Complexed PSA Test. Complexed PSA (cPSA) is a form of circulating PSA that is bound to a molecule called alpha1-antichymotrypsin. It represents about 90% of the total PSA in men and is significantly higher in men with prostate cancer than in those with BPH. To date, studies have reported conflicting results on its benefits for diagnosing prostate cancer, although a major 2002 European study was very favorable.
Transition Zone PSA Test.Some tests have been developed to measure the density of the PSA in the transition zone of the prostate gland. (The transition zone is the central area of the prostate that wraps around the urethra.) A major comparison study in 2002 reported more accurate results than with complexed PSA.
Ultrasound (Transrectal Ultrasonography)
An ultrasound procedure called transrectal ultrasonography (TRUS) provides a visual image of the prostate and is used if the DRE indicates the presence of cancer. Ultrasound is not effective as a diagnostic tool by itself because it cannot differentiate very well between benign inflammations and cancer, but the procedure may help to confirm an uncertain preliminary diagnosis and is useful as a guide for needle biopsies. Ultrasound enhancements, such as Doppler imaging or computer modeling techniques called artificial neural networks (ANN), may increase the accuracy of TRUS.
Biopsy
Initial Biopsies. If preliminary tests raise the suspicion of cancer, doctors will perform a biopsy. Biopsy is used to diagnose prostate cancer, and is a very accurate method for predicting the severity of an existing cancer. However, biopsies can still miss cancers if they are very small.
- Core Biopsy. The standard method is called a core biopsy, which uses a spring-loaded biopsy device inserted into the rectum. The device propels a needle into the prostate, obtaining a core of tissue, which is examined by pathologists.
- Fine Needle Aspiration. A more recent procedure called fine needle aspiration is less painful and may be as accurate as a core biopsy if the sample obtained is sufficient for analysis and if it is analyzed by a skilled pathologist.
More than half of the men who have a biopsy experience discomfort and anxiety, with men under 60 reporting higher levels of discomfort than older men. Taking a sedative 1 - 2 hours before the procedure can help reduce distress. Complications of biopsy are low, but urinary tract infection, fever, or bleeding occurs in 0.1 - 4% of men.
Repeat Biopsies.
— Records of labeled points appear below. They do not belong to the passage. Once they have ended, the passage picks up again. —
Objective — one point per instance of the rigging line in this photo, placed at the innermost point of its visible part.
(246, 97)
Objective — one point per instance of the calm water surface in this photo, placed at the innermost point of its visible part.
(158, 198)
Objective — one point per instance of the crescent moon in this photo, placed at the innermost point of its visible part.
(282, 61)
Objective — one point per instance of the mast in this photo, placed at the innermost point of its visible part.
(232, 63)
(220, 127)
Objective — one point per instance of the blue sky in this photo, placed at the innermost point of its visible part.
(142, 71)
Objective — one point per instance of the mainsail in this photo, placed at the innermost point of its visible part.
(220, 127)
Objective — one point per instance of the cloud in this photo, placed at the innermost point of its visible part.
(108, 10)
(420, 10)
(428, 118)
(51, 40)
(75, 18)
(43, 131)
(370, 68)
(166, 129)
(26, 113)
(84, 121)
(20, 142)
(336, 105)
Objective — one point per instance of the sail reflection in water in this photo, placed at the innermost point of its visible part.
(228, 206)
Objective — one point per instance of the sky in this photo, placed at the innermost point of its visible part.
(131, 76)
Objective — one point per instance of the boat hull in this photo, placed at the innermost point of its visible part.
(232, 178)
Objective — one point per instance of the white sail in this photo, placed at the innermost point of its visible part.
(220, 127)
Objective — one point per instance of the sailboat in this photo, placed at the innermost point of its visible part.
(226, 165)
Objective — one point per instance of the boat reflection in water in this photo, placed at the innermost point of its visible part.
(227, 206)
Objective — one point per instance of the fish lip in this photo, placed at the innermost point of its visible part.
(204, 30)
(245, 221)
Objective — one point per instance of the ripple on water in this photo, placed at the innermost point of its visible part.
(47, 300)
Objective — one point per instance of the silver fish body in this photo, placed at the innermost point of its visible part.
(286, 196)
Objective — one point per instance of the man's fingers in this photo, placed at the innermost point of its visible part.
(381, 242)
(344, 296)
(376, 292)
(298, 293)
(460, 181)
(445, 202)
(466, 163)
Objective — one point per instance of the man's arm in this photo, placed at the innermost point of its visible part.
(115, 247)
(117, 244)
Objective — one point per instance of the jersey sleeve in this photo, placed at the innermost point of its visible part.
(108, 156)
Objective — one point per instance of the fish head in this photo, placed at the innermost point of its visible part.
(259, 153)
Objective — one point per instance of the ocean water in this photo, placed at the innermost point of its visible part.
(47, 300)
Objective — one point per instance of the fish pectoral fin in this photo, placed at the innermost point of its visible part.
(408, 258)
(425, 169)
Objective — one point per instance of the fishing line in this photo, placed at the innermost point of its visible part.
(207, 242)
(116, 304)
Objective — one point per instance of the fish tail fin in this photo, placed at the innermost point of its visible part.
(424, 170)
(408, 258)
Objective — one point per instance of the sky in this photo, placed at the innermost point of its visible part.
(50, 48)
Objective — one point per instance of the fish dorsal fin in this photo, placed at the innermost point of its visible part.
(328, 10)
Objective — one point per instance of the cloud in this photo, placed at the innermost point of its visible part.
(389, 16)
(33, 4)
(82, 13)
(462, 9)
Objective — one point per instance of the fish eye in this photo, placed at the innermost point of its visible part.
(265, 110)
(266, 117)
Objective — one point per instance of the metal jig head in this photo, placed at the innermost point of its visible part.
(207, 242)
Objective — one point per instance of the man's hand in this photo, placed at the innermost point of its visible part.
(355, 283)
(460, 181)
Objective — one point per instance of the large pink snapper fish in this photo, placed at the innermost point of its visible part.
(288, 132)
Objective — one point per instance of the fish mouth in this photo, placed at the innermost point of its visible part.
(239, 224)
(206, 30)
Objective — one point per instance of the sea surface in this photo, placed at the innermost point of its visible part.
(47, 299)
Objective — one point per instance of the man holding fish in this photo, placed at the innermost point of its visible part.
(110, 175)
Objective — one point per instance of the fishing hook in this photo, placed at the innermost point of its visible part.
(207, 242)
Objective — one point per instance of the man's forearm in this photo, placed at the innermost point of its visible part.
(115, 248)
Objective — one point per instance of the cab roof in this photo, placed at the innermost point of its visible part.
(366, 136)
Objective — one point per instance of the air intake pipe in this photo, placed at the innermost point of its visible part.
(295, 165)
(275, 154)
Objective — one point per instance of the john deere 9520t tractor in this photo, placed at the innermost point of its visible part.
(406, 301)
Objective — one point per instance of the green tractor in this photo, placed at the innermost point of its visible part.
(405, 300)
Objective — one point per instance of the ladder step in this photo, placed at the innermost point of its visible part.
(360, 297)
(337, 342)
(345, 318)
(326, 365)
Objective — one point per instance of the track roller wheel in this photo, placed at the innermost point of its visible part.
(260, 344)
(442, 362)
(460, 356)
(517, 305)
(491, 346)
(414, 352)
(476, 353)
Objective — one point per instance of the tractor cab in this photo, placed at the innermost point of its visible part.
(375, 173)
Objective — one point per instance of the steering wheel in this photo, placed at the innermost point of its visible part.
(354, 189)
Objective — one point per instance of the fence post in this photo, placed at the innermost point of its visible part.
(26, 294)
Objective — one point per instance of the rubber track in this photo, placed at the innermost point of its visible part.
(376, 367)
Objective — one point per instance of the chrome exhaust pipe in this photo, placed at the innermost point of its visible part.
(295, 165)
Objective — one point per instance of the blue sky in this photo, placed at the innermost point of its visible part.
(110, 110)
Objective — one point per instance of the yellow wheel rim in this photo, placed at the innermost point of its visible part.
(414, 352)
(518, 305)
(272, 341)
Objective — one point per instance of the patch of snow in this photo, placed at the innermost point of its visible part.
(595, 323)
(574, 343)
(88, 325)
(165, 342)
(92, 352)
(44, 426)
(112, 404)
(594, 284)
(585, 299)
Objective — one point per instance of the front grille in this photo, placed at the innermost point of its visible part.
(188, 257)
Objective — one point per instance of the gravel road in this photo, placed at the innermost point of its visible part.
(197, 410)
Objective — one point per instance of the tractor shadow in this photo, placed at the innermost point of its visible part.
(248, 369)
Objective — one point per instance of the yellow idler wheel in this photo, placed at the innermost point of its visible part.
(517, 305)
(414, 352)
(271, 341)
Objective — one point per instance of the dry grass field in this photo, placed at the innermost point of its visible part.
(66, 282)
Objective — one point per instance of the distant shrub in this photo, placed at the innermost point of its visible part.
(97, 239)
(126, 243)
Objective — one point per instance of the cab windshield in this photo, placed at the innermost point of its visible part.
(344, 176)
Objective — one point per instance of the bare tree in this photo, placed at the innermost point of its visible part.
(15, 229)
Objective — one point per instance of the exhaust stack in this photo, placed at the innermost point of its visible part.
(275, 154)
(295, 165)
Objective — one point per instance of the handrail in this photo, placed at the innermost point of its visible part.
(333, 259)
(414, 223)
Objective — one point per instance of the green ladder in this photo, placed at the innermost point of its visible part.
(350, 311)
Because a biopsy can miss very small cancer cells, sometimes three or even more biopsies are recommended if cancer is still suspected after negative results, such as in the following circumstances:
- PSA levels are high. Two or more biopsies may be taken if a man has very high PSA levels and still has normal results on a biopsy. Even men with mildly elevated PSA (between 4 and 10 ng/mL) who test negative may be given a repeat biopsy. Cancer will be detected in about 10% of this group. Whether a third biopsy is useful in these men if they still test negative after a second biopsy is uncertain.
- DRE results are abnormal.
- Ultrasound results are abnormal.
- The initial biopsy yields microscopic findings that are suspicious.
- The initial biopsy detects precancerous cells known as high-grade prostatic intraepithelial neoplasia (PIN). No treatment is necessary with this finding, but these patients should be rechecked every 3 to 6 months for the next 2 years, and then annually.
Doctors may also perform a lymph node biopsy to see if the cancer has spread.